John C. Frémont, like almost all slavery opponents, was outraged at the Dred Scott decision. He had helped to open the far West to settlement and bring California into the Union as a free state. Yet these achievements led to the demise of large numbers of Indians and fueled the battle over slavery. Despite the efforts of the Comanche and other Indian nations to fend off white encroachment, the U.S. government and eastern settlers claimed more and more territory in the 1840s and 1850s. By 1860, however, most white Americans thought less and less about Indian policy as they focused more and more on slavery.
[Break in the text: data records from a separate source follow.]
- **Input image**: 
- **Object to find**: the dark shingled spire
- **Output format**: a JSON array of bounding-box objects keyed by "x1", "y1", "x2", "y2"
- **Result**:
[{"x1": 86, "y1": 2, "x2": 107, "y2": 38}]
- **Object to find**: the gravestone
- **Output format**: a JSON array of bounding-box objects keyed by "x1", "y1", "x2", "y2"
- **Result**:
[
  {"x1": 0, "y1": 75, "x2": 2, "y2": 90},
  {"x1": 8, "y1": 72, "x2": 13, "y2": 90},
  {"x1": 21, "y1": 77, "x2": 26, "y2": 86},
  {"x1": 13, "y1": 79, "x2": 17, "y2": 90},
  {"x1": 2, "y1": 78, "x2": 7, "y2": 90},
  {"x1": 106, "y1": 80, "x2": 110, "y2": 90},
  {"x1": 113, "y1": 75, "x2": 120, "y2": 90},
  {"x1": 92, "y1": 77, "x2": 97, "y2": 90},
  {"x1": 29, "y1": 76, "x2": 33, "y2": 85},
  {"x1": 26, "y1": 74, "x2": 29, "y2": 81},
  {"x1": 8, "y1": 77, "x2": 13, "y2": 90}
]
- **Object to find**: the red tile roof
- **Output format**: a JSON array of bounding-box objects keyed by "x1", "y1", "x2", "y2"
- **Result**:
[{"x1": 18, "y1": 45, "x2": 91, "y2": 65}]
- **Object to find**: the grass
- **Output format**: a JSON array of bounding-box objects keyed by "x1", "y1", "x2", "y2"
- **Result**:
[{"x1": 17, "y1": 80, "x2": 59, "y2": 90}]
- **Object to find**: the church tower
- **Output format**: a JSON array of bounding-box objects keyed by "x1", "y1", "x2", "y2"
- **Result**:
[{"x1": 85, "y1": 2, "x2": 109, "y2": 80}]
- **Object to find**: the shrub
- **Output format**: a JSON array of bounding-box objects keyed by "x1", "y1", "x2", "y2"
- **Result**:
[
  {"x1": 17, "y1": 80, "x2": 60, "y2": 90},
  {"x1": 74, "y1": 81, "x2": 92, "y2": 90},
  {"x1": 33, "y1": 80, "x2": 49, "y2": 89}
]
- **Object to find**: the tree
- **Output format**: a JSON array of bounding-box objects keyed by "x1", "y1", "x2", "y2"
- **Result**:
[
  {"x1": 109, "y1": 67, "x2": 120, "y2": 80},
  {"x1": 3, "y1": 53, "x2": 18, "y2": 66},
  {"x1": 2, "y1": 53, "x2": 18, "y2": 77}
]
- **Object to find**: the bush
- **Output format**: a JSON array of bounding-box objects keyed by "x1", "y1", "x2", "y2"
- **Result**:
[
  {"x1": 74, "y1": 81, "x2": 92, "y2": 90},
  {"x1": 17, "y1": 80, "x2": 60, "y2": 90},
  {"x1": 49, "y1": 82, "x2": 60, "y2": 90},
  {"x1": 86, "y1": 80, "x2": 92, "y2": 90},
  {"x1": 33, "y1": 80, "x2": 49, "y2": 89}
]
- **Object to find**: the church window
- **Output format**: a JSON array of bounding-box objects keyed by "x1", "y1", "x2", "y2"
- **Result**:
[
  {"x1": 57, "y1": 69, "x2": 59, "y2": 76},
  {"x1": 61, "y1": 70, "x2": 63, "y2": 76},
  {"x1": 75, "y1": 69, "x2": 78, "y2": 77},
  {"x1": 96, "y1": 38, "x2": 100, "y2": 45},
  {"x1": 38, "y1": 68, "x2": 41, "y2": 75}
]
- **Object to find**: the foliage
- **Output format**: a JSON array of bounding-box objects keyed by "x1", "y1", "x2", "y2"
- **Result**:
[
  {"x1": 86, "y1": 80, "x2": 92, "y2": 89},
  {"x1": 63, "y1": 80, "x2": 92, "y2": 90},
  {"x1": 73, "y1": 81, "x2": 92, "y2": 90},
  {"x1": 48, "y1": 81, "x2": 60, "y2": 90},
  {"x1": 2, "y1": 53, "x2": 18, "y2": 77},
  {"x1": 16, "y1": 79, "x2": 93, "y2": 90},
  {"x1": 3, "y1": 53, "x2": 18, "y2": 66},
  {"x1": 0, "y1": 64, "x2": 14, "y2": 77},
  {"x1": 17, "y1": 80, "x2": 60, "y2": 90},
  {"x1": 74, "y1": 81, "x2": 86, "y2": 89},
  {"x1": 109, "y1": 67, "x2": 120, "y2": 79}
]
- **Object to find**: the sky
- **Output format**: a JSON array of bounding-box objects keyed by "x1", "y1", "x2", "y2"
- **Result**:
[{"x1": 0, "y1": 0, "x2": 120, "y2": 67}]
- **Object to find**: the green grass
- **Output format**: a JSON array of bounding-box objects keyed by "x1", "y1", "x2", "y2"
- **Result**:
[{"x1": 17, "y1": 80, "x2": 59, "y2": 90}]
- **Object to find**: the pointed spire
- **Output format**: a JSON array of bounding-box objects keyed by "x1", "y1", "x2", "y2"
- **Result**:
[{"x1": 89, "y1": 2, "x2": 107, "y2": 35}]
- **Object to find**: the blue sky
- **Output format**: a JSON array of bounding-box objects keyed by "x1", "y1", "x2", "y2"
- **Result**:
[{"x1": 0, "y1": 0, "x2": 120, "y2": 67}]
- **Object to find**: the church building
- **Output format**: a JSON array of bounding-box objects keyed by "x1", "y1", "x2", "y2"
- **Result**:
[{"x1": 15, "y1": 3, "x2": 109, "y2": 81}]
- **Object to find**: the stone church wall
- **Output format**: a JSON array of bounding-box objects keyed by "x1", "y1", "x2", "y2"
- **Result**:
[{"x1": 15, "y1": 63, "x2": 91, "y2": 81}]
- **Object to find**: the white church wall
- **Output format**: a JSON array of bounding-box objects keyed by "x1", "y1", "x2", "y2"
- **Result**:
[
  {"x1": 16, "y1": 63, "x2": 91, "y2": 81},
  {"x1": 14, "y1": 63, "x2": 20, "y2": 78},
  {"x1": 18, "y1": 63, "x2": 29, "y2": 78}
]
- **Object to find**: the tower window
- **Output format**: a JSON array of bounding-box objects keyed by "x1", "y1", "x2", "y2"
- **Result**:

Some Confederate planters imagined a nation that included Cuba, Nicaragua, and other slave territories. Meanwhile Northerners proved they would fight back. Those outraged by the Fugitive Slave Act had launched rescues of fugitives, and those appalled by Bleeding Kansas applauded John Brown’s raid. These more militant activists were joined by thousands of more moderate Northerners who voted for Lincoln in the fall of 1860. By the time Abraham Lincoln took office in March 1861, the ever-widening political chasm brought the United States face-to-face with civil war.
Yet even as war erupted, the issue of slavery remained unresolved. When Frémont was appointed major general in charge of the Department of the West in 1861, he faced a chaotic situation as proslavery forces tried to wrest Missouri from Union control. In response to a Confederate military victory in August 1861 at Wilson’s Creek in southwest Missouri, Frémont issued a limited emancipation proclamation, freeing the slaves of Missourians who supported the Confederacy. But the order flew in the face of Lincoln’s efforts to keep Missouri from joining the Confederacy and was soon rescinded. Southern states had seceded and were willing to wage war to maintain slavery. Was the North willing to face prolonged battles and high casualties to reunite the nation and abolish human bondage once and for all?